27. Study Case: Sistem Login Sederhana dengan PHP & MySQL
Study case ini menunjukkan penerapan PHP pada kasus nyata berupa sistem login sederhana dengan keamanan dasar menggunakan prepared statement.
27.1 Struktur Database
CREATE TABLE users (
id INT AUTO_INCREMENT PRIMARY KEY,
username VARCHAR(50),
email VARCHAR(100),
password VARCHAR(255)
);
27.2 Form Login
<form method="post" action="login.php">
<input type="text" name="username" placeholder="Username">
<input type="password" name="password" placeholder="Password">
<button type="submit">Login</button>
</form>
27.3 Proses Login (login.php)
<?php
session_start();
$conn = new mysqli("localhost","user","password","database");
if ($_SERVER["REQUEST_METHOD"] == "POST") {
$username = $_POST["username"];
$password = $_POST["password"];
$stmt = $conn->prepare("SELECT * FROM users WHERE username = ?");
$stmt->bind_param("s", $username);
$stmt->execute();
$result = $stmt->get_result();
if ($row = $result->fetch_assoc()) {
if (password_verify($password, $row["password"])) {
$_SESSION["login"] = true;
echo "Login berhasil";
} else {
echo "Password salah";
}
} else {
echo "User tidak ditemukan";
}
}
?>
27.4 Catatan Keamanan
- Gunakan
password_hash()untuk menyimpan password - Gunakan prepared statement
- Validasi input pengguna
Study case ini dapat dikembangkan menjadi sistem autentikasi lengkap seperti pada CMS atau framework modern.
28. FAQ (Frequently Asked Questions) PHP
Apa itu PHP dan fungsinya?
PHP adalah bahasa pemrograman server-side yang digunakan untuk membuat website dan aplikasi web dinamis.
Apakah PHP masih relevan?
Ya. PHP masih banyak digunakan oleh WordPress, Laravel, dan berbagai sistem backend modern.

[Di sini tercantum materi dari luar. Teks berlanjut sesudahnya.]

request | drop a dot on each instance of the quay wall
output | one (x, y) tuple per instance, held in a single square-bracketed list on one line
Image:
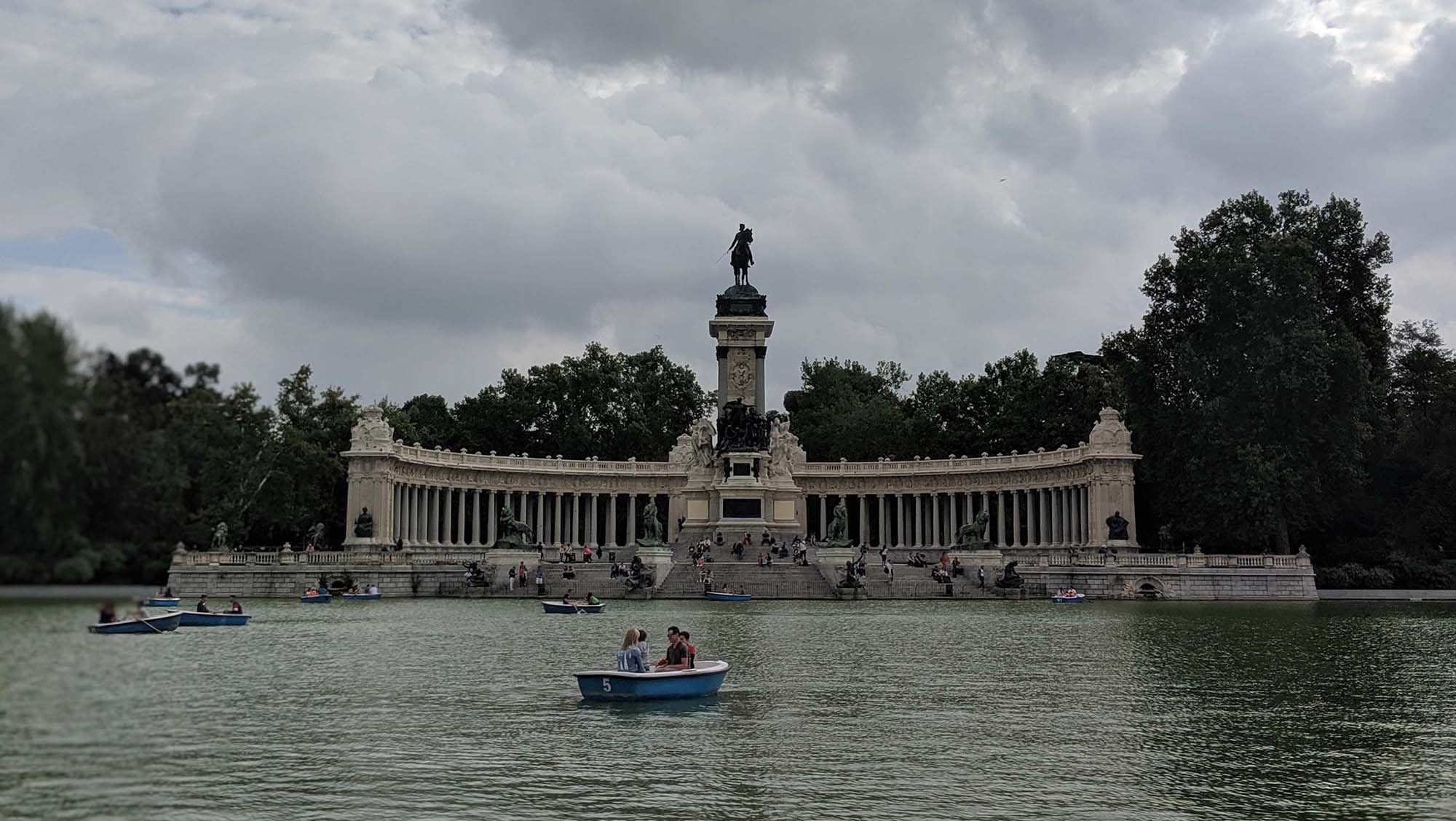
[(442, 574)]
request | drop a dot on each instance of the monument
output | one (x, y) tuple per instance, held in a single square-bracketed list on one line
[(743, 483)]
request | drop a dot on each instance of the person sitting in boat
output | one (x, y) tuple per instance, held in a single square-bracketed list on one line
[(676, 653), (630, 659), (692, 651)]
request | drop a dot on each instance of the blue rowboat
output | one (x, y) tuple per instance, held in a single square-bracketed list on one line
[(612, 685), (213, 619), (162, 624), (564, 608)]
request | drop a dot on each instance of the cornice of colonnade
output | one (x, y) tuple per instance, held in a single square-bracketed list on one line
[(461, 469)]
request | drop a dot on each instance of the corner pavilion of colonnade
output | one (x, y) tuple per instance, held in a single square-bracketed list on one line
[(743, 474)]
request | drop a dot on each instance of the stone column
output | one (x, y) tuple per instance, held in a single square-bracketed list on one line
[(1016, 520), (1001, 519), (935, 517)]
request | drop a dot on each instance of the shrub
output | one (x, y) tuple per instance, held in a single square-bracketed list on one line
[(78, 570)]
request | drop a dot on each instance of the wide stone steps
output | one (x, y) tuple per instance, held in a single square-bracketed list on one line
[(780, 582)]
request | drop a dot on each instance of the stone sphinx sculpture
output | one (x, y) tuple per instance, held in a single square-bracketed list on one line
[(1117, 528), (512, 535), (972, 536), (365, 525), (1010, 577), (652, 526)]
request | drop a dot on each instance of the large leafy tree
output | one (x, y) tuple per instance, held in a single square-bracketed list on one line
[(1257, 375), (850, 411)]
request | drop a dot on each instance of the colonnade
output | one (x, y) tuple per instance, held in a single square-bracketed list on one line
[(1033, 517), (430, 516)]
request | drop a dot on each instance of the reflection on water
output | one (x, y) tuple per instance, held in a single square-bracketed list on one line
[(468, 710)]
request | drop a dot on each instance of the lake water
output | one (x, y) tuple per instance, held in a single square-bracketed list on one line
[(468, 710)]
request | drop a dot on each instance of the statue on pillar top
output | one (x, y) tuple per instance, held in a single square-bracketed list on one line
[(742, 255)]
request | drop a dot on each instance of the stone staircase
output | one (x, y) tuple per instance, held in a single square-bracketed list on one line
[(780, 582)]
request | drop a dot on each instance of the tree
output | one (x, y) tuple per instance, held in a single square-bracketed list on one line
[(848, 411), (1251, 381)]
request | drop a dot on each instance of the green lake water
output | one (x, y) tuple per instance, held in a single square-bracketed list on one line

Apa perbedaan PHP dan JavaScript?
PHP berjalan di server, sedangkan JavaScript berjalan di browser. Keduanya sering digunakan bersama.
Apakah PHP cocok untuk pemula?
PHP sangat cocok untuk pemula karena sintaksnya sederhana dan mudah dipahami.
Database apa yang paling sering digunakan dengan PHP?
MySQL adalah database yang paling umum digunakan bersama PHP.